Jan 13 (Reuters) – Luxury retailer Saks Global’s CEO Richard Baker is departing less than two weeks after taking over the top job, Bloomberg News reported on Tuesday, citing people familiar with the situation, as the embattled company stares at bankruptcy.
Geoffroy van Raemdonck, former CEO at Neiman Marcus, is currently negotiating for a role at the company, the report said.
The owner of New York’s century-old Fifth Avenue flagship store is preparing for Chapter 11 bankruptcy after missing an interest payment exceeding $100 million on debt from its Neiman merger, according to media reports in recent weeks.
The company was also in advanced talks on a $1.25 billion debtor-in-possession financing package with creditors, which would allow it to keep its business running during bankruptcy and pay vendor dues, Bloomberg had reported last week.

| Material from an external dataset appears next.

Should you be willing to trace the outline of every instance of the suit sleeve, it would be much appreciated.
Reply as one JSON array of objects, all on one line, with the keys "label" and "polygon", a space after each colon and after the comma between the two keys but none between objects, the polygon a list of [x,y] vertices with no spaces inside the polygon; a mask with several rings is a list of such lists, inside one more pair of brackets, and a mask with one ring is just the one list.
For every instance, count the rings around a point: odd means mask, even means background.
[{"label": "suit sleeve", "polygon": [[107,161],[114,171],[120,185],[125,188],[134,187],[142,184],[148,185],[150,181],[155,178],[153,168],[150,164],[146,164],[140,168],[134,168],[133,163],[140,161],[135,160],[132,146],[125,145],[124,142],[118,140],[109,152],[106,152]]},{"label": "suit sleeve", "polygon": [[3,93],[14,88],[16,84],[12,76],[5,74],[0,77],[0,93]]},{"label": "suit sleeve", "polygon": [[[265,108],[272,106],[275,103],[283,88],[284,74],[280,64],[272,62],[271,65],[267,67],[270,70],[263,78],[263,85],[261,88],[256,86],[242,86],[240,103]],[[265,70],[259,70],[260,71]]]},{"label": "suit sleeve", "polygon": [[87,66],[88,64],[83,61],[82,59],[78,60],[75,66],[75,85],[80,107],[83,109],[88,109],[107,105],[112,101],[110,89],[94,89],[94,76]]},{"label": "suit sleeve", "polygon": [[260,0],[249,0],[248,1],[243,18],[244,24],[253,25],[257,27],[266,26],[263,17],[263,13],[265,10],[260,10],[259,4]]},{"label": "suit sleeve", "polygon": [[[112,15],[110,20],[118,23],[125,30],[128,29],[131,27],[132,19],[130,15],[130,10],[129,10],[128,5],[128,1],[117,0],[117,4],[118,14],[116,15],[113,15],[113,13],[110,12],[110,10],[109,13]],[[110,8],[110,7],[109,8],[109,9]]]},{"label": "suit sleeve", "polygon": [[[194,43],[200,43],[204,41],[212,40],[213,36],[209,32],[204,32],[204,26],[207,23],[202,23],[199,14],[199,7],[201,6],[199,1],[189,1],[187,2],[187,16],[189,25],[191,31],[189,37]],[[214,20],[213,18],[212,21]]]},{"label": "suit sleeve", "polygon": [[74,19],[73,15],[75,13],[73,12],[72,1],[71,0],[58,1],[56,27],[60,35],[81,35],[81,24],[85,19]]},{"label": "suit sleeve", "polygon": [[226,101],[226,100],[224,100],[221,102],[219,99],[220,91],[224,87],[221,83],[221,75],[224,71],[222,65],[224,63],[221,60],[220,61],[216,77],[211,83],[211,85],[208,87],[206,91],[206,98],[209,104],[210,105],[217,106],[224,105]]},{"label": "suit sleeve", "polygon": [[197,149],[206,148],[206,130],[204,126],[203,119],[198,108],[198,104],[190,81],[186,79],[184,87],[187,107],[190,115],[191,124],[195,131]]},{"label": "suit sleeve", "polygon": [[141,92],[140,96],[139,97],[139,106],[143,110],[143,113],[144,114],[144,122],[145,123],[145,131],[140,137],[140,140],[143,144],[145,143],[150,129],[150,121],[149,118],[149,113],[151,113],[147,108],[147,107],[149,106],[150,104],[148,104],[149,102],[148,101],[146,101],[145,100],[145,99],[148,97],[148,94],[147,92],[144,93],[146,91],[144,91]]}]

A retailer long loved by the rich and famous, including such 1950s Hollywood stars as Gary Cooper and Grace Kelly, Saks fell on hard times after the COVID pandemic, as competition from online outlets rose, and brands started selling items through their own stores more frequently.
In 2024, then-parent company Hudson’s Bay bet on scale by merging it with rival Neiman Marcus, creating the entity now known as Saks Global. The $2.7 billion deal was built on about $2 billion in debt financing and equity contributions from investors including Amazon, Salesforce and Authentic Brands.
Baker, also Saks’ executive chairman, took the helm on January 2, replacing Marc Metrick, and has working on his exit in recent days, Bloomberg reported on Tuesday.
Saks Global did not immediately respond to a Reuters request for comment.